Background: Different studies have suggested that an impaired function of HIV-specific CTLs could explain its inefficacy to control HIV replication. We have previously found an impaired ability of CTLs to produce IFN-g as well as an immature phenotype. To further explore the functionality of CTLs, the proliferative potential of anti-HIV Gag and anti-HIV Pol CTLs in response to the specific peptide, was examined in a large group of chronically HIV-infected, untreated patients (pts).

Methods: Sixty-one (61) untreated HLA-A0201⁺ pts were included in the study. PBMCs were cultured in vitro, using an optimized protocol, for 12–14 days in the presence of a Gag (SLYNTVATL), Pol (ILKEPVHGV), or a control peptide (LKHIVWASR). After culture, cells were stained with HLA-A2-Gag and HLA-A2-Pol tetrameric complexes and the monoclonal antibodies CD27, CD45RA and CD8, in order to analyze the phenotype Tet⁺ cells. When enough cells were available, a bulk lysis assay was performed to study the function of expanded cells. An HLA-A0201⁺ B-lymphoblastoid cell line loaded with Gag, Pol, or Control peptides was used as target cell line in this assay.
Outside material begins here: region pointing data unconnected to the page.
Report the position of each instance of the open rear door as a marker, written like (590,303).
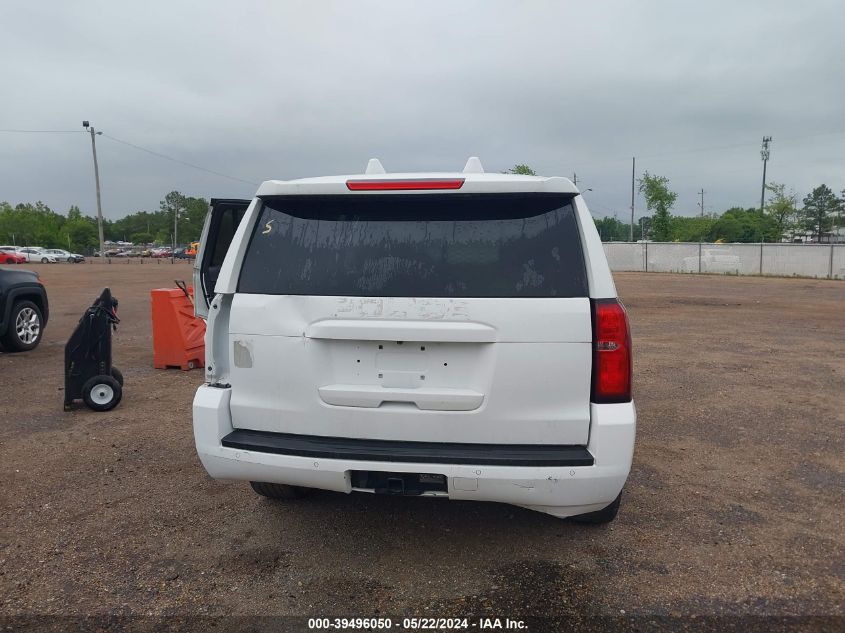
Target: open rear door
(224,215)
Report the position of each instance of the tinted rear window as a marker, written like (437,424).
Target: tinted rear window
(438,245)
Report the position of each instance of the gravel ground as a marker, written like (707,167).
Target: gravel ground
(733,512)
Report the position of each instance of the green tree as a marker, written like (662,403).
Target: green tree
(782,208)
(659,199)
(745,225)
(522,170)
(819,207)
(690,229)
(173,205)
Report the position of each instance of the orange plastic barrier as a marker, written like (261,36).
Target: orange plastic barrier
(178,336)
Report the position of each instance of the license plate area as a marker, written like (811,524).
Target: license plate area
(407,484)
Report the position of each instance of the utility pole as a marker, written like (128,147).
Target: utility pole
(94,135)
(633,178)
(764,154)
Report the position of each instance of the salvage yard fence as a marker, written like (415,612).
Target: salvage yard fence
(776,259)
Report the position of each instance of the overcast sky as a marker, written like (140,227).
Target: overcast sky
(261,90)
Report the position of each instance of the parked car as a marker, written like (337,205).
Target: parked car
(65,256)
(37,254)
(10,255)
(453,335)
(23,310)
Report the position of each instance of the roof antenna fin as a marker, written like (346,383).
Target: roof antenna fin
(374,166)
(473,166)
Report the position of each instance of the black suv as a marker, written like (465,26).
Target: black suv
(23,310)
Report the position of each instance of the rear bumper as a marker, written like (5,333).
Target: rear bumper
(554,489)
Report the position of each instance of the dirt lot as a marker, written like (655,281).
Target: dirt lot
(734,506)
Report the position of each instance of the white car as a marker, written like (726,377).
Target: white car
(450,335)
(37,254)
(65,256)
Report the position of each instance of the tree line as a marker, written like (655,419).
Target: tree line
(781,218)
(38,225)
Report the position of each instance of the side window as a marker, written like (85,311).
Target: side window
(229,221)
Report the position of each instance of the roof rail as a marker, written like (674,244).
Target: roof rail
(374,166)
(473,166)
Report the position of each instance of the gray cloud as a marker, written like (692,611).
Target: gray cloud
(286,90)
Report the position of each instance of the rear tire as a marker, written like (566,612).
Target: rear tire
(102,393)
(26,327)
(599,517)
(278,491)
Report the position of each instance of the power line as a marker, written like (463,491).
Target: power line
(711,148)
(177,160)
(138,147)
(43,131)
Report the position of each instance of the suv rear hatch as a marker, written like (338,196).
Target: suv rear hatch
(445,317)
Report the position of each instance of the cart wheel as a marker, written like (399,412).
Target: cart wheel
(101,393)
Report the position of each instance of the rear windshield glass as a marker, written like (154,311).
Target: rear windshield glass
(437,245)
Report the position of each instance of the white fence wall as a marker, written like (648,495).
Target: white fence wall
(803,260)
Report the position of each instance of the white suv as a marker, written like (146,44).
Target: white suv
(452,335)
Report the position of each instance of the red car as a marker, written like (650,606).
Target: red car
(11,257)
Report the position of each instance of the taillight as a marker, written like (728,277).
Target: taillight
(612,363)
(404,185)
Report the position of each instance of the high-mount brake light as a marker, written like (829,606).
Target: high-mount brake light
(404,185)
(612,361)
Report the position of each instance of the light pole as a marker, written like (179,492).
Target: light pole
(94,135)
(764,154)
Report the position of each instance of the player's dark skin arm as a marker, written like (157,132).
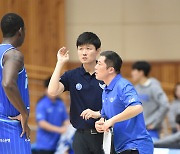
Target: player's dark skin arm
(13,63)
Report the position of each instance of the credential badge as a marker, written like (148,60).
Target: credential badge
(78,86)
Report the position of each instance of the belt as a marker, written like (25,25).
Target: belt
(89,131)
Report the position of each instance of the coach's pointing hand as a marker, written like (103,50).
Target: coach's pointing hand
(88,113)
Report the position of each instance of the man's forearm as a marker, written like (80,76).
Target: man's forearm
(96,115)
(14,97)
(54,88)
(128,113)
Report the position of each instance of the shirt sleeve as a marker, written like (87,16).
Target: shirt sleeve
(65,81)
(129,96)
(64,114)
(103,113)
(40,112)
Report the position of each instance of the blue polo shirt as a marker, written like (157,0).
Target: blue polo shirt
(132,133)
(85,92)
(54,113)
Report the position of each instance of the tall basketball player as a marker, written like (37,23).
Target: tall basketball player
(14,95)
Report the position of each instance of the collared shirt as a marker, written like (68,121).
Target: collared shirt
(85,92)
(131,133)
(54,113)
(6,107)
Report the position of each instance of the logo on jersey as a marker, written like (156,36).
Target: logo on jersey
(112,99)
(102,86)
(78,86)
(5,140)
(132,100)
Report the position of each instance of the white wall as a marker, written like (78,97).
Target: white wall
(136,29)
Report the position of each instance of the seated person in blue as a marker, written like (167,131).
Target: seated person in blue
(52,119)
(170,141)
(121,108)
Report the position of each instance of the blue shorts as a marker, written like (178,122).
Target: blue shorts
(10,140)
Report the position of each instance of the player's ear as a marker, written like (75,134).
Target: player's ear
(20,31)
(99,50)
(111,70)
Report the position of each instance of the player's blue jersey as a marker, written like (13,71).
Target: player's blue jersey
(10,130)
(6,108)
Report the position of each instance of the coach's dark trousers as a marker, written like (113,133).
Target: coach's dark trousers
(88,142)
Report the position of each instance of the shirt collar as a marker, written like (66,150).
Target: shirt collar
(83,71)
(113,82)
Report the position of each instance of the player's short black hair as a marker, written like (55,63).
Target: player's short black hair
(175,89)
(178,119)
(46,82)
(10,24)
(88,38)
(112,59)
(142,66)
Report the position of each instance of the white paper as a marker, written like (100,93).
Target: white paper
(107,142)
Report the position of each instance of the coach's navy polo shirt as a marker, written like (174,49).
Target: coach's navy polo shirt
(85,92)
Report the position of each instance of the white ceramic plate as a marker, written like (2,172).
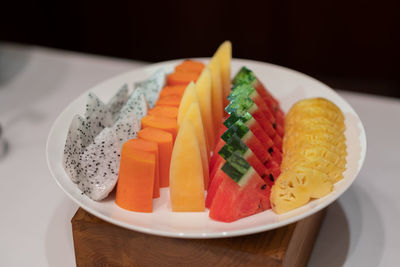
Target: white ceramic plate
(286,85)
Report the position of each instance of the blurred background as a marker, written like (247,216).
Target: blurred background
(351,45)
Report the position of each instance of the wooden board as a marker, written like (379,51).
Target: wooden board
(98,243)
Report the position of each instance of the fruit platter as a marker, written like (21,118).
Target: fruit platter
(206,148)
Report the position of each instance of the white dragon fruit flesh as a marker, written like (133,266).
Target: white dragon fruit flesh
(152,86)
(136,104)
(118,101)
(97,114)
(100,160)
(78,138)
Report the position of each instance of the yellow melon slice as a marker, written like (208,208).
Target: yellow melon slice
(188,98)
(186,171)
(224,55)
(203,88)
(194,116)
(216,92)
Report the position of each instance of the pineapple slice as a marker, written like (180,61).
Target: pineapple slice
(314,154)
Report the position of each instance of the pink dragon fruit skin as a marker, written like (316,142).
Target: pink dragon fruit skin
(100,160)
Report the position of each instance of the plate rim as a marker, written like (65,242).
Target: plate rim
(196,235)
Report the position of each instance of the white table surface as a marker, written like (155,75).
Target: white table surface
(36,84)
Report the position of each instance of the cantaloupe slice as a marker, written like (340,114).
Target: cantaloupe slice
(190,97)
(194,116)
(203,88)
(186,172)
(224,55)
(216,92)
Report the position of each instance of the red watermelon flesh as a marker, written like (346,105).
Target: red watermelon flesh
(218,164)
(276,155)
(256,146)
(258,166)
(232,202)
(256,129)
(215,182)
(278,142)
(280,117)
(259,116)
(215,154)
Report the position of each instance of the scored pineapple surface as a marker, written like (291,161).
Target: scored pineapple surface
(314,154)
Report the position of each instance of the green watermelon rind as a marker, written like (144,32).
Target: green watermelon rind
(238,169)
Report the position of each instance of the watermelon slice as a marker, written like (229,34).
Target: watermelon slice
(241,191)
(215,181)
(247,76)
(245,89)
(253,125)
(247,136)
(242,104)
(233,144)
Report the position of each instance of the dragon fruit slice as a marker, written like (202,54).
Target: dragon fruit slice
(118,101)
(152,86)
(100,160)
(98,115)
(136,104)
(78,138)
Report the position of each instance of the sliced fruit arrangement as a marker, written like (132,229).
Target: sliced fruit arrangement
(194,131)
(93,146)
(314,154)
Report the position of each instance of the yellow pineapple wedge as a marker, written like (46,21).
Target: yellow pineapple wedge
(314,154)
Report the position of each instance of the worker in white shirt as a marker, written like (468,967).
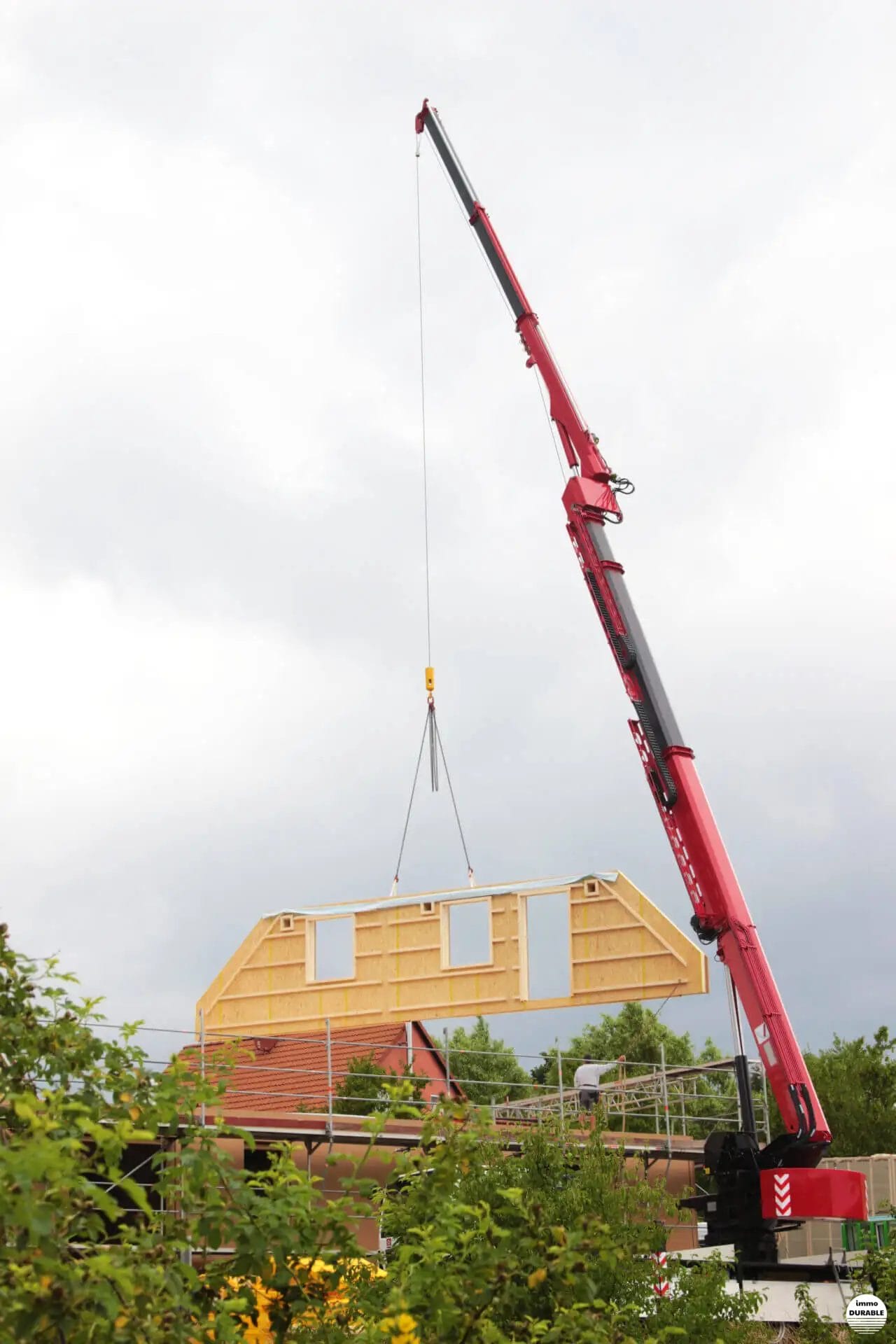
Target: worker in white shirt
(587,1081)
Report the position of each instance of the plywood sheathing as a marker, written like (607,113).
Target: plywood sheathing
(621,948)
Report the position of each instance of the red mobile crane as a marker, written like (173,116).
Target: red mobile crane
(760,1190)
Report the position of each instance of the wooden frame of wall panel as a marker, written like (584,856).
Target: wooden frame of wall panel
(621,948)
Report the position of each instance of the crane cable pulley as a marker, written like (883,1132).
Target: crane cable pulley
(430,726)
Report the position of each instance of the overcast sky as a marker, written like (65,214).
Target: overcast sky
(211,542)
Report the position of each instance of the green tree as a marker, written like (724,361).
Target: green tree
(546,1249)
(73,1266)
(856,1084)
(368,1088)
(491,1072)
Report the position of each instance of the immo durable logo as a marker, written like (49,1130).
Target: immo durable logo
(865,1313)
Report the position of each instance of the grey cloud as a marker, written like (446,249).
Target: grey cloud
(210,499)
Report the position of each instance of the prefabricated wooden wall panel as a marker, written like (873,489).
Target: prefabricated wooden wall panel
(621,948)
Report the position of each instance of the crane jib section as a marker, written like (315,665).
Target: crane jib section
(720,911)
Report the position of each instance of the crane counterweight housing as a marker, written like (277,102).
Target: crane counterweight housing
(758,1190)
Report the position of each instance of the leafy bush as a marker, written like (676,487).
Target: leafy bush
(543,1246)
(491,1072)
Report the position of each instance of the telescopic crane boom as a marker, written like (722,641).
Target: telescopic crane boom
(758,1190)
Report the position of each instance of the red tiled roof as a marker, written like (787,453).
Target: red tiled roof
(289,1074)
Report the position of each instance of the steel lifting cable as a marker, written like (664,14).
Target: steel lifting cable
(430,726)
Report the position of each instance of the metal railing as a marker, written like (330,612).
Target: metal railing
(647,1097)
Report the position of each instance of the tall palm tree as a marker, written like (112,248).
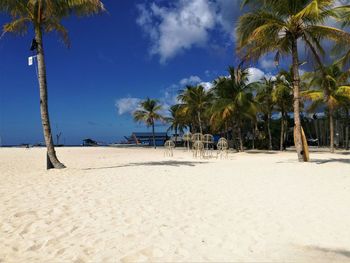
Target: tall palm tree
(234,99)
(331,89)
(195,102)
(265,101)
(176,120)
(149,113)
(282,97)
(278,26)
(45,16)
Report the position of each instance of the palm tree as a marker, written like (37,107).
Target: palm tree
(149,113)
(282,97)
(45,16)
(277,26)
(265,90)
(330,89)
(234,100)
(195,102)
(176,120)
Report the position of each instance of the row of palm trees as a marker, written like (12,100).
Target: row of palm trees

Results: TetPol⁺ cells were able to expand in all cases, with percentages of TetPol⁺ cells at the end of culture ranging from 0.37%–21%. Surprisingly, expansion of TetPol⁺ cells was noticed in 23% of pts who had undetectable levels of these cells at the beginning of culture. This implies that TetPol⁺ must be present in fresh PBMCs, although at very low levels, and supports their remarkable potential in some individuals. Similar stimulation experiments with the Gag peptide showed that only 30% of pts with TetGag⁺ cells showed expansion of these cells. This suggest that Gag-specific cells may not always propagate in culture, despite being detectable in fresh PBMCs. In all cases, expanded Tet⁺ cells had a memory phenotype. In most cases, significant levels of lysis against target cells pulsed with the cognate peptide were found after expansion of Tet⁺ cells. A significant correlation was found between the percentage of Pol lysis (40:1 E:T ratio) after in vitro culture and expansion of TetPol⁺ cells (Spearman´s rho correlation co-efficient = 0.71, p < 0.001).

Conclusions: CTLs directed against an immunodominant epitope in the HIV Gag protein show a very low proliferative potential when stimulated with the specific peptide. This observation may help to explain the inability of CTLs to control viral replication in chronic HIV infection.